つまり「バカ者」の役割は「こんな街にしたい」というビジョンを高く掲げてまい進することであり、「ヨソ者」の役割は「そのビジョンのうちできる可能性のあるものは何か(選択と集中)、そのための資金調達はどうするか、地域が負担するのか、入場料を取るのか(利害の調整)」であり、「ワカ者」の役割はその町おこしのイベントを次の世代に継承することだ。そしてこの三者の間には「共感」が必要である。(企業ブランディングと地域ブランディング)

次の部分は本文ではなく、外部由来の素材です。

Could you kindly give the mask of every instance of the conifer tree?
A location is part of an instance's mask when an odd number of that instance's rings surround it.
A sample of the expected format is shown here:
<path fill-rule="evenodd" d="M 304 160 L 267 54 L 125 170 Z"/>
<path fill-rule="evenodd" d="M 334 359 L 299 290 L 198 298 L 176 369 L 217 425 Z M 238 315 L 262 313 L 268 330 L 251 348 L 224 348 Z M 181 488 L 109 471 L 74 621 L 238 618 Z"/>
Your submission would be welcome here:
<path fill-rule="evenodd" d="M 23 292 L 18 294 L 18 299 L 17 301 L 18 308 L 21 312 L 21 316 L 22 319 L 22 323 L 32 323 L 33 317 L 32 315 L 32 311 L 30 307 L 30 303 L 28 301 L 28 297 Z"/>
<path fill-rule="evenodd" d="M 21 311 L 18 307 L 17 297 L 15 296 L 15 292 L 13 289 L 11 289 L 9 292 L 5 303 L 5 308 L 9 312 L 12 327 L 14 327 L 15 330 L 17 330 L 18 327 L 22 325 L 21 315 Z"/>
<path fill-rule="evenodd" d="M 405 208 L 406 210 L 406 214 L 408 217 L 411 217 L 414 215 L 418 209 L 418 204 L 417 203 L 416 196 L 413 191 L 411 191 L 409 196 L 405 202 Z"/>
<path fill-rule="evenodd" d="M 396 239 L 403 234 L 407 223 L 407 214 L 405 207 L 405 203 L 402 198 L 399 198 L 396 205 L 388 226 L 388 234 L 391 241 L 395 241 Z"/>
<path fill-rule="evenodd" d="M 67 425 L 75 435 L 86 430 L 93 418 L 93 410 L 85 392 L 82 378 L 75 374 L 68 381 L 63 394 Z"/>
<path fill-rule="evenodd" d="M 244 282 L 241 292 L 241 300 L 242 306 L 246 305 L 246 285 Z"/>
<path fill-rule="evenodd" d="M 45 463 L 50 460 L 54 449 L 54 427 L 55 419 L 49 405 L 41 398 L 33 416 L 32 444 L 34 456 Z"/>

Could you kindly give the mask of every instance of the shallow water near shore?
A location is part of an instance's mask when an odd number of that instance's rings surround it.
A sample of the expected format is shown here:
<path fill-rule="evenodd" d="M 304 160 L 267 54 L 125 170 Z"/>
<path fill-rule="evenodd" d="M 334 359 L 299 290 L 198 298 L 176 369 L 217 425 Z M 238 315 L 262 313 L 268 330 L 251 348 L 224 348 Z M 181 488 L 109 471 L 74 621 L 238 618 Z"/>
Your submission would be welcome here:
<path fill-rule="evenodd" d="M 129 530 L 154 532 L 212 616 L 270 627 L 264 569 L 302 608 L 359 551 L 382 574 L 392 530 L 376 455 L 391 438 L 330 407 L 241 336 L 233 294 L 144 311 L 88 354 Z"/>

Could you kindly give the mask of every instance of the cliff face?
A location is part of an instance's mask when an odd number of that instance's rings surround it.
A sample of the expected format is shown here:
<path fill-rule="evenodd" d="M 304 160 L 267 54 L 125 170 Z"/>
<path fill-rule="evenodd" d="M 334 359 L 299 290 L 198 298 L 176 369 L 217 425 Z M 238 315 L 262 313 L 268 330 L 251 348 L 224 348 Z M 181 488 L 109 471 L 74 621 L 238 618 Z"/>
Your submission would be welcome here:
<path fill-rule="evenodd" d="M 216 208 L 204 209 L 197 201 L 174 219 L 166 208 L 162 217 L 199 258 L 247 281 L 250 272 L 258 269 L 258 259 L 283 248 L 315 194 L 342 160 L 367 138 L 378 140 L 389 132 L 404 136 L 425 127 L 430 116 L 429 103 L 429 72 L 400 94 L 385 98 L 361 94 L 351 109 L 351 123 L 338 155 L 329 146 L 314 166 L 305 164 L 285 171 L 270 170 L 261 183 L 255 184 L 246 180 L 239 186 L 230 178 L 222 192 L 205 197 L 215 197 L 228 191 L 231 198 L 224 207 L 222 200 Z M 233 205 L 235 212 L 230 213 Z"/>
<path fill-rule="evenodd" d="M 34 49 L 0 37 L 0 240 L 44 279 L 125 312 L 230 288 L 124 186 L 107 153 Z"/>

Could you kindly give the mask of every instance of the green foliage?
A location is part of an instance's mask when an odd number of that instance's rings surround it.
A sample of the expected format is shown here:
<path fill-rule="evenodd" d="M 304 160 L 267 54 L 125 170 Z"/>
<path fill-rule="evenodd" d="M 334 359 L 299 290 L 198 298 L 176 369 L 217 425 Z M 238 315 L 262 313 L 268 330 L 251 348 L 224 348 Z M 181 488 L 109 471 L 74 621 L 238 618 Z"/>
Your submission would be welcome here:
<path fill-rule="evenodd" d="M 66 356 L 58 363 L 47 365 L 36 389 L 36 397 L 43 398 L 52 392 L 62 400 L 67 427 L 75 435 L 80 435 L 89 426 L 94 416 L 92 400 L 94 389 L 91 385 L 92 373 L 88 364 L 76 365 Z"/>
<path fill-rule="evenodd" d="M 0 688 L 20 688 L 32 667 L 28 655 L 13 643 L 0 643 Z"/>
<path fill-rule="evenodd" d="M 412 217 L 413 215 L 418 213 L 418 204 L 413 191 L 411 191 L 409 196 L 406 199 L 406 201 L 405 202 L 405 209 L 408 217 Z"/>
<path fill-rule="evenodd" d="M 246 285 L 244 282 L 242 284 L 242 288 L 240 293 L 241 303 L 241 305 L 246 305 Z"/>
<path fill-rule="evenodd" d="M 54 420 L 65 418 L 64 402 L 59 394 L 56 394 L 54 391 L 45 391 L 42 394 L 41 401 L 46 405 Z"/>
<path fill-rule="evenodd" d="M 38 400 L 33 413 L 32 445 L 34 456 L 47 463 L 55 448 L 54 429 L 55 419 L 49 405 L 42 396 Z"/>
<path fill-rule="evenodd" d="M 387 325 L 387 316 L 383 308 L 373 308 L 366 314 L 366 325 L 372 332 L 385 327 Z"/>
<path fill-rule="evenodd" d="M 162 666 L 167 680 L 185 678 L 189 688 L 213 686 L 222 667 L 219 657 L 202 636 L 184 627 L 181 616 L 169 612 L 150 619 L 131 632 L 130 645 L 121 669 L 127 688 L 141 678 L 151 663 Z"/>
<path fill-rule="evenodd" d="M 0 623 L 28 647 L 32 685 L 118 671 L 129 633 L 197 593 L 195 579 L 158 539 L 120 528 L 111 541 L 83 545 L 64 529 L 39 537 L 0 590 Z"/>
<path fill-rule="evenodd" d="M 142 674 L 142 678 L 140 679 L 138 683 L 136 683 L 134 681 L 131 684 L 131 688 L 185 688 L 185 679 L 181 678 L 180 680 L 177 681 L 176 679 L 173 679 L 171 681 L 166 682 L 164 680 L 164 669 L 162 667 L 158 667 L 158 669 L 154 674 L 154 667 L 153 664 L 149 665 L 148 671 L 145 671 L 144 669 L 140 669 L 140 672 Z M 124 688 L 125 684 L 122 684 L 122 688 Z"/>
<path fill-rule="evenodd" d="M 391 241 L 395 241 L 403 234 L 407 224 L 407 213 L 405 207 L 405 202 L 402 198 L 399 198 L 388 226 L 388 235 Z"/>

と書いている。つまり、最初に宣言し、まい進する人間こそが「考える人間」なのだ。また、「考える人間」は信念の人でもある。同じようなことは、「iPhoneを発想できなかった日本」でも、
 例えば、タッチ・パネルについて日本のメーカーや携帯電話事業者がディスカッションすると「入力が難しいんじゃないか」「ユーザーが受け入れないんじゃないか」といった否定的なことを言う人が、もう9割9分なんですね。でも、キーボードがない方が間違いなくかっこいい。問題は、難しさにチャレンジする気になるか、難しさを理由にやめてしまうかです。日本のメーカーや携帯電話事業者の開発の過程を見ていると、結構、早いうちにあきらめてしまうことが多い。それは信念がないからだと私は思う。結局、従来の延長戦上で開発を進めることが多くなります。みんなで議論しないと前に進まないので、とんがった部分がなくなってしまう。(トップが信念を貫かなければ,「iPhone」は作れない)
 さらに「考える人間」はチャレンジする人でもある。
 日本の社会でいちばんいけないのは、「出る杭は打たれる」ということ。チャレンジする人を、皆で見せしめにしてしまうのです。そうすると、次にチャレンジする人がいなくなってしまいます。国民の多くがそうした社会を願っていないのに。一部の人がそうした社会を作ろうとしているように見えますね。(「失敗学」のすすめ
 今回のように、世界大不況の時期こそ、「考える人間」が出てこないと、ますます危機を恐れてしまう。失敗するよりも、何もしないのが一番リコウと思っているのかもしれない。しかし、「考えない人間」はいくら大勢いてもいないのと同じだ。マスコミが常に人々を不安にさせるのは、彼らの中に「考える人間」がいないからである。何をやっても失敗すると思ったら、道は開かない。僕は、「先のことを考えられない人たち」の特徴をこう書いている。
 考える人とは、空間的に全体を客観的に捉え、時間的にも将来への展望を持ち、それに沿った行動に責任を取る。ところが、考えない人はいずれもが欠けている。

(1) 自分勝手の論理(客観性の喪失)

(2) 明日のことを考えない(展望の喪失)

(3) 自分が何をしなければならないのかを考えない(責任の喪失)

そして、そんなワイドショーを見ているわれわれ視聴者も官僚化(考えない人間)のそしりを免れないだろう。右肩上がりのときは、改革をすることは難しい。うまくいってるために、改革をすべきときにはその時期を過ぎている。不況のときこそ、考える人間が登場するチャンスである。最後に「私たちには妄想が欠けている」のラストの言葉をもう一度繰り返したい。

「そんな馬鹿な」「こんなことはできっこないよ」そんなコトバはもう聞き飽きたのである。